SEIZURE: Knife found by police hidden in a bush in Enfield
A vast range of activity was carried out by officers across the Met, including targeted patrols in violence hotspots; warrants to target high harm offenders; and weapons sweeps in areas known for stashed weapons.
Officers also worked closely with British Transport Police during knife arch deployments at transport hubs, aimed at deterring people from carrying weapons and drugs on the train and tube network. Automatic Number Plate Recognition technology was also used by Met and City of London officers, targeting those carrying and supplying drugs on the roads in and out of London.
Crucially, there was also a focus on education, diversion and prevention, with officers engaging with 10,563 young people; community members and business owners.
In one instance, officers from the north-west Violence and Gang Coordination Hub, alongside a mother who lost her son to knife crime and an ex-offender, engaged with a Pupil Referral Unit to warn students of the consequences of carrying a knife. Following the talks, several young people asked the officers to make referrals on their behalf to external agencies for support in sports activities and apprenticeships.

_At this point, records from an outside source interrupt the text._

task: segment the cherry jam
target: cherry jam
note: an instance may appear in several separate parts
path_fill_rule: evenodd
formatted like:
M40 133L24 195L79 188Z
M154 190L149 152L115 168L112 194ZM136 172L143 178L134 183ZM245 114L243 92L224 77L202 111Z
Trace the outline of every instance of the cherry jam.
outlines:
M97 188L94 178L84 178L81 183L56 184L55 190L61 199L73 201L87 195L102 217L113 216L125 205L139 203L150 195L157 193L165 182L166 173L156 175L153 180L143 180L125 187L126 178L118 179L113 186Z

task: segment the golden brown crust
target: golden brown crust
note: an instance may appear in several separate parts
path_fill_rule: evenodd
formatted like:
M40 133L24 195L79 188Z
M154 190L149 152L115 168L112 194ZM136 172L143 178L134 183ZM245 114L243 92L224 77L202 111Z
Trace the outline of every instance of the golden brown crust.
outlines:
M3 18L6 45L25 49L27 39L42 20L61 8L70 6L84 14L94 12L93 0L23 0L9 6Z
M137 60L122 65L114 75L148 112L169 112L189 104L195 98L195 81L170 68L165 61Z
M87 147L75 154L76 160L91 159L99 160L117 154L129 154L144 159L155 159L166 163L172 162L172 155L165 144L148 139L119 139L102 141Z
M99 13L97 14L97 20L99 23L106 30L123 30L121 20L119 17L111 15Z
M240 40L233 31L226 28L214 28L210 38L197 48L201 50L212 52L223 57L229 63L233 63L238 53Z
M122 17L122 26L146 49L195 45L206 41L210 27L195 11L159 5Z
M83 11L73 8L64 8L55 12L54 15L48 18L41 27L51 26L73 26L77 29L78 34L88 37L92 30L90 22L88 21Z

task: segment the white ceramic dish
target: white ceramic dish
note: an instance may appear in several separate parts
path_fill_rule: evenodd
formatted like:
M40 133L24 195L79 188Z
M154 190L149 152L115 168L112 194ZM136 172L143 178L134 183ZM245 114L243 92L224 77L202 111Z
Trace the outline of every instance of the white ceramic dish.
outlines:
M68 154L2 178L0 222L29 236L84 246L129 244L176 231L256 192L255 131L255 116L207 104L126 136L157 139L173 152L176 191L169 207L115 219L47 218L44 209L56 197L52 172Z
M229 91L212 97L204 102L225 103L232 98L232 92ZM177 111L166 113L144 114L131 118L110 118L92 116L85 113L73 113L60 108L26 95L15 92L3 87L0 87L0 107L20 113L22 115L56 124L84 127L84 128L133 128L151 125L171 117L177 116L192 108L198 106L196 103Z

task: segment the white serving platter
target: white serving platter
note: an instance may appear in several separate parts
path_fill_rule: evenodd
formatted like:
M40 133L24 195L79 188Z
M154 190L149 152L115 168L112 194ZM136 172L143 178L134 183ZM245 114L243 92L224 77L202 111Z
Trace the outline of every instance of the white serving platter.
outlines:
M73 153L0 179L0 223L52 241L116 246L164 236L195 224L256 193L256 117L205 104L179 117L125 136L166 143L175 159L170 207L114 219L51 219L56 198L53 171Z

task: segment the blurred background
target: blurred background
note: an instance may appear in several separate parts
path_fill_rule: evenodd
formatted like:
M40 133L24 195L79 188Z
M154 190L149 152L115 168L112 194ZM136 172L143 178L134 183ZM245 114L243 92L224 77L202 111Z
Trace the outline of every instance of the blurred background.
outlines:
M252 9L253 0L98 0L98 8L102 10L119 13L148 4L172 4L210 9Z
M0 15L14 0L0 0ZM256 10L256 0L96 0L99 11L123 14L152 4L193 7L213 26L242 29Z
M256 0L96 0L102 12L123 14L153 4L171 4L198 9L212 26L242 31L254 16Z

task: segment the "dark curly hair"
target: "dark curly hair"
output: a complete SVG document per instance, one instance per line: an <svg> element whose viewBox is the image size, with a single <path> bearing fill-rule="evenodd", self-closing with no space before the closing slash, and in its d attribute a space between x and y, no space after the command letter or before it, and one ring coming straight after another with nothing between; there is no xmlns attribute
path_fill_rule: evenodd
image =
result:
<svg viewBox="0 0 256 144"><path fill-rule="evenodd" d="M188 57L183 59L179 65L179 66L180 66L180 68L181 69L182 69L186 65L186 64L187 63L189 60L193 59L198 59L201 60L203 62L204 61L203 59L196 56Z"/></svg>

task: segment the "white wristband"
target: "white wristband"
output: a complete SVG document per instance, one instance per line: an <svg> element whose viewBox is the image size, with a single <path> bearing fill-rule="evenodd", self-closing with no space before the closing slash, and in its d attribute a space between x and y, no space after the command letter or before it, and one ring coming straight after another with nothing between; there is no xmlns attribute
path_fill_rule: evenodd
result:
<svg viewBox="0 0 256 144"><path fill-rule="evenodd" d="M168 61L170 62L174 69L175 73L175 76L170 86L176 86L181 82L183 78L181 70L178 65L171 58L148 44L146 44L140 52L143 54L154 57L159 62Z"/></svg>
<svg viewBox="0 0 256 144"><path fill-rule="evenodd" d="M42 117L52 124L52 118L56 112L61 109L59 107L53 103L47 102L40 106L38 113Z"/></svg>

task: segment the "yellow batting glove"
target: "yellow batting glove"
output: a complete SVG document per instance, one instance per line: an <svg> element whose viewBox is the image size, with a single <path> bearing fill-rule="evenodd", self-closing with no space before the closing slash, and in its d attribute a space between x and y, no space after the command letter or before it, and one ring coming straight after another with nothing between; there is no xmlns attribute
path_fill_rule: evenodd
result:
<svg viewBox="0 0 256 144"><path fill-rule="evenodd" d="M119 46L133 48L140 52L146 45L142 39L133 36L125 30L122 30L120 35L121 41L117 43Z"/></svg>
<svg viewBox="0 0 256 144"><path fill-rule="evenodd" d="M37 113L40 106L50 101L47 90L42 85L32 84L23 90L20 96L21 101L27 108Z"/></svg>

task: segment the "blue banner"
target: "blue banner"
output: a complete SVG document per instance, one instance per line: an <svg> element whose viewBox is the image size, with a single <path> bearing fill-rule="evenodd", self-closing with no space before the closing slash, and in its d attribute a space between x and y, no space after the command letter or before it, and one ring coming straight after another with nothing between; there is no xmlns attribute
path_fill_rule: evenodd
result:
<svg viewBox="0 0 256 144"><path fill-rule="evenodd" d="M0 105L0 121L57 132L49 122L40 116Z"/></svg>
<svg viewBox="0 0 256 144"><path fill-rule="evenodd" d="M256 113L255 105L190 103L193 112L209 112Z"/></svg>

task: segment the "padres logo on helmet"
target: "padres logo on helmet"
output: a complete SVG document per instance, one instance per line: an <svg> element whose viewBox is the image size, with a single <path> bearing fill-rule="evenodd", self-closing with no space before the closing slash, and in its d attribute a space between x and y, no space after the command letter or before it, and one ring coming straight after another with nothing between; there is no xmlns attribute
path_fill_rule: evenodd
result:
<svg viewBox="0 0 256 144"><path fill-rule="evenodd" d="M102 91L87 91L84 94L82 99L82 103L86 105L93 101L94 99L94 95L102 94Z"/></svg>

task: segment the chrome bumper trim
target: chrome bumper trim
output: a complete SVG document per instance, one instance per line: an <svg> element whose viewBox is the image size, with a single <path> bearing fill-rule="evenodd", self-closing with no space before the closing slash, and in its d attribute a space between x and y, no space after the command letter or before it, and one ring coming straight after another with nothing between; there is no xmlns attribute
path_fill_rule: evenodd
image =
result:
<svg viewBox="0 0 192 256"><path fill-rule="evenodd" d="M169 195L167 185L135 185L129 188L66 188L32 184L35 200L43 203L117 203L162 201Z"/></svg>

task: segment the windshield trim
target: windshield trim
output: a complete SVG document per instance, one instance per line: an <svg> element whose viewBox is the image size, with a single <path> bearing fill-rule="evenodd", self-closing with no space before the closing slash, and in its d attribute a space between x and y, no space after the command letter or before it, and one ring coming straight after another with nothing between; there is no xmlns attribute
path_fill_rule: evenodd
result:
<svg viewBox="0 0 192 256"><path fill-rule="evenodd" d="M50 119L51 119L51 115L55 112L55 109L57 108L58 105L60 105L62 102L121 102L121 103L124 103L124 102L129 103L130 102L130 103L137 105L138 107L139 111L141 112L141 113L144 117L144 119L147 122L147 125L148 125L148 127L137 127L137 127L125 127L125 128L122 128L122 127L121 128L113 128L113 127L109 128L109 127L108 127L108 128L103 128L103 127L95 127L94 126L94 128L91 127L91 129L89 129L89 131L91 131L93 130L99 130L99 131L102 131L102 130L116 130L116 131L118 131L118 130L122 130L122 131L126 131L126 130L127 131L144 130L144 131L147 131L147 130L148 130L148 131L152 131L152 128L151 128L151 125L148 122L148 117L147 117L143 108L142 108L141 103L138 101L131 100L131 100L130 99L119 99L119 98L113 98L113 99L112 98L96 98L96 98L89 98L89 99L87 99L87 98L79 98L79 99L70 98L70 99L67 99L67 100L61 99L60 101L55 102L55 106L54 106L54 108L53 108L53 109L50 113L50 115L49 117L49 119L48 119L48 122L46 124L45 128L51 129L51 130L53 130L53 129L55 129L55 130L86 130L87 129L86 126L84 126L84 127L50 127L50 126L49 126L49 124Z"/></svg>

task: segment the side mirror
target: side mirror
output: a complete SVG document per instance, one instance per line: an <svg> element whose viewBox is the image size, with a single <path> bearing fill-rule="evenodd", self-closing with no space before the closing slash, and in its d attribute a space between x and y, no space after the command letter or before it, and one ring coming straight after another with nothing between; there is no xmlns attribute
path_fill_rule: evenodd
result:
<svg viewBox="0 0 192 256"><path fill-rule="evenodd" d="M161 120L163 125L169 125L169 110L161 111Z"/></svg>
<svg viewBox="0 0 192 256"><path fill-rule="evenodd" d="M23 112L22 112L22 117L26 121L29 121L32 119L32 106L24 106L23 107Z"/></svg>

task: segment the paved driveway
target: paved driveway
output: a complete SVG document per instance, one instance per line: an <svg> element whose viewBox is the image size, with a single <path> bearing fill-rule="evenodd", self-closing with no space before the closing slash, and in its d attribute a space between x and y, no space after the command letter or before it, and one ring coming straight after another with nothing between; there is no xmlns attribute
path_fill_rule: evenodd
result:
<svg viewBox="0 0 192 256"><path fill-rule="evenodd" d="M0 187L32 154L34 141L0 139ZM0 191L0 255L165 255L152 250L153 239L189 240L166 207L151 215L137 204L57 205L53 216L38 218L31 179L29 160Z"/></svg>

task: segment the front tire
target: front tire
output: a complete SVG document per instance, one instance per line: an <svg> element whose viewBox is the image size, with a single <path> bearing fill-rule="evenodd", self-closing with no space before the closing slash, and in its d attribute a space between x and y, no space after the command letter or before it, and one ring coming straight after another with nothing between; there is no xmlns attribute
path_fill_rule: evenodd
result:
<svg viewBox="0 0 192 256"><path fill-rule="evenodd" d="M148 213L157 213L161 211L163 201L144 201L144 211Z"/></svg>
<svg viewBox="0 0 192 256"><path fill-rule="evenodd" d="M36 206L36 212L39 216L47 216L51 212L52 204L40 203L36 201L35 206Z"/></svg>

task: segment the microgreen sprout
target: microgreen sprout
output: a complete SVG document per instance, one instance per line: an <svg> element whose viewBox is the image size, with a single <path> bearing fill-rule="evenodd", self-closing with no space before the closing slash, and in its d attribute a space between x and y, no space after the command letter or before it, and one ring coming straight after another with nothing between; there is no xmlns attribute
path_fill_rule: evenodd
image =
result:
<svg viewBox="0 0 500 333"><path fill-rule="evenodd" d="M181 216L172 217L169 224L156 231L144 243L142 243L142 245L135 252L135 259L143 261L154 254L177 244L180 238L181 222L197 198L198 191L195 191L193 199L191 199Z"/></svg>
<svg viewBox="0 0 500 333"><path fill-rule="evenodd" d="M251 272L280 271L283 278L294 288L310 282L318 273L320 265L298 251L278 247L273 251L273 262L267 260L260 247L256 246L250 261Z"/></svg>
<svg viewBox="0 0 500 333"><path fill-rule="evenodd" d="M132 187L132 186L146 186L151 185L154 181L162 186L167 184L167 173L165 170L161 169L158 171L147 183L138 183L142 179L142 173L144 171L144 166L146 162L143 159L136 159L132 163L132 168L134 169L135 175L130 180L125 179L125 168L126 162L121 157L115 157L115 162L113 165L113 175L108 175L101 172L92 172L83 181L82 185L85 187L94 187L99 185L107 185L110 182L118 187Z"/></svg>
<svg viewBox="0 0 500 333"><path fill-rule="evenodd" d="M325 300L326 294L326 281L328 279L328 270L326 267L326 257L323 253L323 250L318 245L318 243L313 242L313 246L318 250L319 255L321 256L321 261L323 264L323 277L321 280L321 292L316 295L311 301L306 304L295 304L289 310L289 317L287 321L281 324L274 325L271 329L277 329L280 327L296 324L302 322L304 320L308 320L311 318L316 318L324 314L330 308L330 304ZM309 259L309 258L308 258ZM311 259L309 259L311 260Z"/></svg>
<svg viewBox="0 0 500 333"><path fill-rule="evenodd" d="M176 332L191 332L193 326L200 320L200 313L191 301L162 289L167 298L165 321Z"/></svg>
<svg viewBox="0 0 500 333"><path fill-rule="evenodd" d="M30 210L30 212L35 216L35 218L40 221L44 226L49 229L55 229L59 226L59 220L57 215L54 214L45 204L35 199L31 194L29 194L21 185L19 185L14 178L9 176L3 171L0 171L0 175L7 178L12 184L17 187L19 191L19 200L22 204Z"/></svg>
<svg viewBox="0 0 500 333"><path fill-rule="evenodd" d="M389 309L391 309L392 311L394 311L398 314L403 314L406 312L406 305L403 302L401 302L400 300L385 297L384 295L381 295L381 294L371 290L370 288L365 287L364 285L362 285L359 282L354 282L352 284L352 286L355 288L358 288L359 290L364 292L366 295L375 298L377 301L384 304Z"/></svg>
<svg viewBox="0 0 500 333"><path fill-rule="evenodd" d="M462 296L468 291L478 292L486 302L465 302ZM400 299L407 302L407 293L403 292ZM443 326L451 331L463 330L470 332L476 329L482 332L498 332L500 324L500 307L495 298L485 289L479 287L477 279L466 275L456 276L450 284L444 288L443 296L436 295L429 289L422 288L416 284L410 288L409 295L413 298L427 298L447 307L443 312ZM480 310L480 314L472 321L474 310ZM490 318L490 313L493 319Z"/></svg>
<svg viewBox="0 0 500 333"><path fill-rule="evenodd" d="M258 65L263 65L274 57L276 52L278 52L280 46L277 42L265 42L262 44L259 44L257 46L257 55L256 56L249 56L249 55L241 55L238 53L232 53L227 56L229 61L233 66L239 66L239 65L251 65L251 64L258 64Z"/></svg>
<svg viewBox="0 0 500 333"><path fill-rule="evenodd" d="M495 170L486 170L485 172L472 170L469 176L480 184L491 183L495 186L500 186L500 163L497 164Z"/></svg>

While conducting community weapons sweeps, local officers worked side-by-side with community members, listening to their concerns and searching for hidden or discarded weapons. Officers, Met Special Constables and Volunteer Police Cadets also carried out 290 retailer visits to educate businesses and ensure they were not – and do not in the future - selling knives irresponsibly.
In total the operation, which ran from Monday, 15 November to Sunday, 21 November 2021, resulted in:
290 knives recovered, 937 arrests, 82 warrants executed, 186 community meetings and educational events, engaging with 1,206 individuals, 264 school presentations and engagements, involving 8,063 young people and 2,745 weapon sweeps.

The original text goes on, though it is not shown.